Key Findings for Claude’s Web Fetch Tool, Raw

Test Workflow

Call Claude’s API with the web fetch tool enabled
Give Claude a minimal prompt, just enough to trigger the fetch
Claude fetches page, but not asked to interpret or describe it
Extract the raw content directly from the web_fetch_tool_result block in the response object
Run analysis in Python: character counts, CSS indicator detection, boilerplate estimation,
truncation detection
Results saved to claude-api/results/

Finding	Detail
CSS indicators: 0 across all tests	API tool strips CSS effectively before content reaches the LLM. Unlike Claude Code, choked by inline CSS, no CSS indicators appeared in any test, including the short HTML page that broke Claude Code entirely.
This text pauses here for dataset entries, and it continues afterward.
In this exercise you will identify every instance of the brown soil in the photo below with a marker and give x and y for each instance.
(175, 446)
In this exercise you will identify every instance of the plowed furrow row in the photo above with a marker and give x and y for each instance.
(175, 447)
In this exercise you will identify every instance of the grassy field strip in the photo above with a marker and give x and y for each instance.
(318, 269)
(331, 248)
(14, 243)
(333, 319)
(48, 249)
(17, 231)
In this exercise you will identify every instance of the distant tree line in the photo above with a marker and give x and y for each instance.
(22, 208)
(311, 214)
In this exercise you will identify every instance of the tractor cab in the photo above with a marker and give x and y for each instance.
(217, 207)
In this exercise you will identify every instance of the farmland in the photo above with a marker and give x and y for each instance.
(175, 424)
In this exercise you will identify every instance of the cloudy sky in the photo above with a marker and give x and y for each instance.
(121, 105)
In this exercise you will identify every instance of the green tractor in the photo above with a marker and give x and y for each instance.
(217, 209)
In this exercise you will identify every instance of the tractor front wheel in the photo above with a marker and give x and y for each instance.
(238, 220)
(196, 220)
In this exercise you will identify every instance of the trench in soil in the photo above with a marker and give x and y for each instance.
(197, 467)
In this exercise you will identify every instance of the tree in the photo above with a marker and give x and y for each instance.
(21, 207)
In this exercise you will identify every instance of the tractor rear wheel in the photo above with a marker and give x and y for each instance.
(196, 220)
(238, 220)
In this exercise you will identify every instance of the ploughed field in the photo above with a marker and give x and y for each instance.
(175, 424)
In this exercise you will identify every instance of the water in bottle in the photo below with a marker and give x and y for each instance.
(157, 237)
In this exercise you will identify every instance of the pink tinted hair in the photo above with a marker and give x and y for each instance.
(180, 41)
Boilerplate still significant	Short HTML: 81% boilerplate before the first heading. Long HTML: 97.5%. Nav menus, image links, product listings consume the majority of the content budget before any docs appear.
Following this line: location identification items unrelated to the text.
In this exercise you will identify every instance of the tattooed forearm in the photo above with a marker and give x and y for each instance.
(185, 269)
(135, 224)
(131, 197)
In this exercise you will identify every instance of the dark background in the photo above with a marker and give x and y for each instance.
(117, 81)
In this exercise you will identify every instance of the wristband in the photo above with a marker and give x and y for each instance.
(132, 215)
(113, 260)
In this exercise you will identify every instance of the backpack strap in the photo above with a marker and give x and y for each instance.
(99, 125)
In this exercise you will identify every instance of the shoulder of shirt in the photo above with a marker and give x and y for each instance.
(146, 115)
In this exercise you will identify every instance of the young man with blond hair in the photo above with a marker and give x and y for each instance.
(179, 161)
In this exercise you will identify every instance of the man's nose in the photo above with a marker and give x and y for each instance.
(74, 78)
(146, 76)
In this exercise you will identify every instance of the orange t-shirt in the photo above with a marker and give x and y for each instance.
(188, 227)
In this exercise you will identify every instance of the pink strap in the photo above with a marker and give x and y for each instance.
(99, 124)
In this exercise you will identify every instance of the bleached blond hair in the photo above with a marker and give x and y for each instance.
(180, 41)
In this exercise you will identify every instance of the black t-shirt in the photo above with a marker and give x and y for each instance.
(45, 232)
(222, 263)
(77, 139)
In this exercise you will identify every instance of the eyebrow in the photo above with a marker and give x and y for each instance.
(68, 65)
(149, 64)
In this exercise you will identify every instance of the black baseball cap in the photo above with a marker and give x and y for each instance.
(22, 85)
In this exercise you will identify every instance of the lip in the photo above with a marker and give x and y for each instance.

Markdown dramatically reduces boilerplate	Short HTML: 25,925 chars, first heading at char 21,009 - 81% boilerplate. Short Markdown: 6,024 chars, first heading at char 314 - 5.2% boilerplate. Serving Markdown reduces total content by 77% and moves the first heading 98% earlier.
`max_content_tokens` truncation approximate	Setting `max_content_tokens=5000` reduced content from 20,696 to 17,186 chars, not 5,000. Consistent with the API docs noting the parameter is approximate, but the margin is substantial.
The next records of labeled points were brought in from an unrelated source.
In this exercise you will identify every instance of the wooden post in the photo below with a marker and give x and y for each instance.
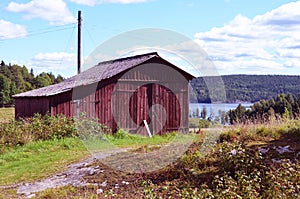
(79, 43)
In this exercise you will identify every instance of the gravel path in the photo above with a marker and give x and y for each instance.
(72, 176)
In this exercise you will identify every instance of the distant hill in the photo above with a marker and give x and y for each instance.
(250, 88)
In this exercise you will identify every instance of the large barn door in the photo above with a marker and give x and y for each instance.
(158, 106)
(140, 102)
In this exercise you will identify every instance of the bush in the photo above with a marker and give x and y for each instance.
(18, 133)
(204, 123)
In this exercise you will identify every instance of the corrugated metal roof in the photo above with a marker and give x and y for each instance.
(101, 71)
`max_content_tokens` truncates mid-content	Fourth test ends with `/docs/current`, a mid-URL cutoff. Truncation isn’t clean and can occur inside a token, not at a sentence or element boundary.
Truncation limit undocumented	Third test with no `max_content_tokens` set still truncated at 20,696 chars, ending mid-word, last char: `'e'`. This suggests a default limit exists even with the parameter omitted, but it isn’t mentioned in the API docs.